• Reinhold Martin returns to ruminate on the next phase of the Occupy movement and "the counterintuitive idea of a 'privately owned public space,' and its close cousin, the oxymoronic 'public-private partnership.'"
• An architect, a landscape architect, and Berger weigh in on Corner's plans for Seattle's waterfront: it's "not so much 'time to go back to the drawing board' as time to get outside and get real" + a call to keep at least some of the kitsch alive + a call to "to pare back some of the rather frenetic and over-reaching aspects" of the design.
• King thinks SFMOMA's expansion plans are "on the right track": the schematic design "prods us to think about how buildings function, not merely how they look" (though there are some disappointing elements).
• Welton takes a long-overdue look at the landscape surrounding the "neo-Emerald City apparition in the Dubai desert" (a.k.a. Burj Khalifa).
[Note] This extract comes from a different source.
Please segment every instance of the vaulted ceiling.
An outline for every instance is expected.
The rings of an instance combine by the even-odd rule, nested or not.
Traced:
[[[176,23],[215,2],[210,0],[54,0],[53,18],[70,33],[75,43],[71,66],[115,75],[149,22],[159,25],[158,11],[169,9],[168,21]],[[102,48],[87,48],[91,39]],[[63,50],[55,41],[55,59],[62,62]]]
• It looks like high-speed rail in America is dead: its "backers weren't as staunch as its detractors...It's our children's problem now."
• Kamin makes his pick of the best architecture of 2011: "Despite the ongoing construction downturn, much to celebrate."
• AIA anoints Holl with its 2012 Gold Medal, and VJAA with the 2012 AIA Architecture Firm Award.
• Weekend diversions:
• Welton cheers Gwathmey Siegel show at Yale: it's "Charles Gwathmey's humanity that comes across most clearly...In two words, he was a class act."
• "Civic Action" at the Noguchi Museum teams up artists with (unnamed) architects and planners to "take a crack at city planning"; the results "range from site specific to silly."
• Waxman walks through the other Bertrand Goldberg show in Chicago that "asks what can be understood about an architect's practice by examining the artwork and furnishings he surrounded himself with" (toucans and cuff links included).
• Lifson riffs on Lautner in this centennial year of his birth: his hometown in Michigan has honored him with two exhibitions, while the documentary "Infinite Space" explains "the shock of arriving in L.A. after growing up and working in the Midwest."
• In Berlin, "Form Follows Nature" offers a history of nature as a model for developing forms in civil engineering, architecture, and the fine arts.
• Taiwan hosts the Kaohsiung International Container Arts Festival, opening tomorrow, with "New Sweet Style: Arbitat," where imaginations create visions of the "home" using shipping container.
• Q&A with Austin Williams re: "The Lure of the City: From Slums to Suburbs," explaining some common misconceptions about cities: "Sustainability has become a cloak for a misanthropic attitude."
• King's picks for a holiday gift guide of books on architecture.
• Brussat gives (mostly) thumbs-up to "The Language of Towns and Cities: A Visual Dictionary": it "is frankly and boldly an encyclopedia of the New Urbanism, which is really the old urbanism updated for the modern world."
• Two we couldn't resist: Gehry designs the artwork for the 54th Annual Grammy Awards (the poster looks more like Gehry's Greatest Hits - we don't quite get the connection) + A cool video of rapper Ice Cube "professing his love for Charles and Ray Eames" (his take on L.A.'s freeways is actually the most interesting part).